And I don’t mean the fun little spell from Harry Potter.
Note to fellow system admins: the first thing you should do is always check /tmp.
Always.
Did I say always?
So my bug tracking system, FogBugz, was creating empty calls for inbound email tonight. I discovered this, because like an idiot, I checked my email at 9:30pm. And I see there’s a problem, and can I leave it until the next morning? NOOOOOOOO, of course not. (okay, so maybe that’s the real mistake).
So because FogBugz is a finicky little creature, and because I’ve made changes to the mailhandling code in it recently to allow us to mirror outbound email from it for tracking and troubleshooting purposes — at first I thought it was broken. Which is weird that it just stops working after days of working fine.
Get that, “just stops working” — which kinds of things make things “just stop work” — yeah that’s right, filesystems filling up. Did I check that? of course not. I’m an almost 15-year experienced systems manager/administrator and an (immodestly) bad-ass troubleshooter.
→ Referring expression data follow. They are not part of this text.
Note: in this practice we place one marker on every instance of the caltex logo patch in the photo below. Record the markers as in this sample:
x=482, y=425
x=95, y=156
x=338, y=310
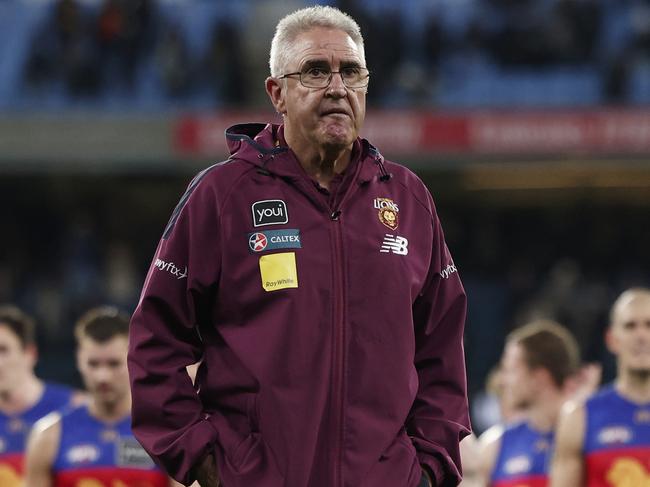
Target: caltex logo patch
x=257, y=242
x=274, y=239
x=269, y=212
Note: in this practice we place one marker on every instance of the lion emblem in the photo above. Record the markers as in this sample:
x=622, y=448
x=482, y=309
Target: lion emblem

Of course it had to be something big, BIG I say.
After ruling out FogBugz — what do I do? I start rebuilding my cyrus-imapd mailboxes. Did that help? of course not.
Then I start testing PHP and IMAP with IMAP test code, figuring that there’s something really wrong there.
I get corrupt headers back from the imap_headers command — YES! IMAP IS BROKEN! Maybe Cyrus is broken!
I run wireshark to see what’s coming back from the Pop3 requests (Fogbugz uses Pop3, the IMAP lib in PHP can do Pop3, my IMAP server does Pop3). Yes you read that, I’m freakin’ sniffing the wire to figure out what’s wrong. Guess what? That looked great! Which of course means….
Yep, PHP/IMAP is broken! Cyrus is not broken!
OMG! the imap/pop3 test works from another machine
EGADS! my PHP installation has suddenly broken! It’s corrupt! maybe I’ve been hacked!!!
No, the imap.so dates and filesizes are the same machine to machine.
WHAT’S WRONG?!?!?!
I then check the email again. Hmmmm…. my mysqldumps are failing every hour with a “Got error 28 from storage engine (1030)” error
Could that be related? Let’s ask Google…
Hmmm… it says something about the partition being full
$ df … … 100% /tmp …
Which of course resulted in something akin to “damnit” — though more vociferous and I think I turned red from embarrassment — though no one saw, because everybody else, is soundly asleep, where I should have been 2 hours ago.
And then sheepishly I clear out /tmp (still need to figure out why it filled up, it’s related to wsvn running on the same machine I think)
The lesson my friends? Sometimes you can completely overthink a problem. So before you break out the packet sniffer, make sure to run df.
The public service message brought to you by the letters I, D, I, O, T — that would be me.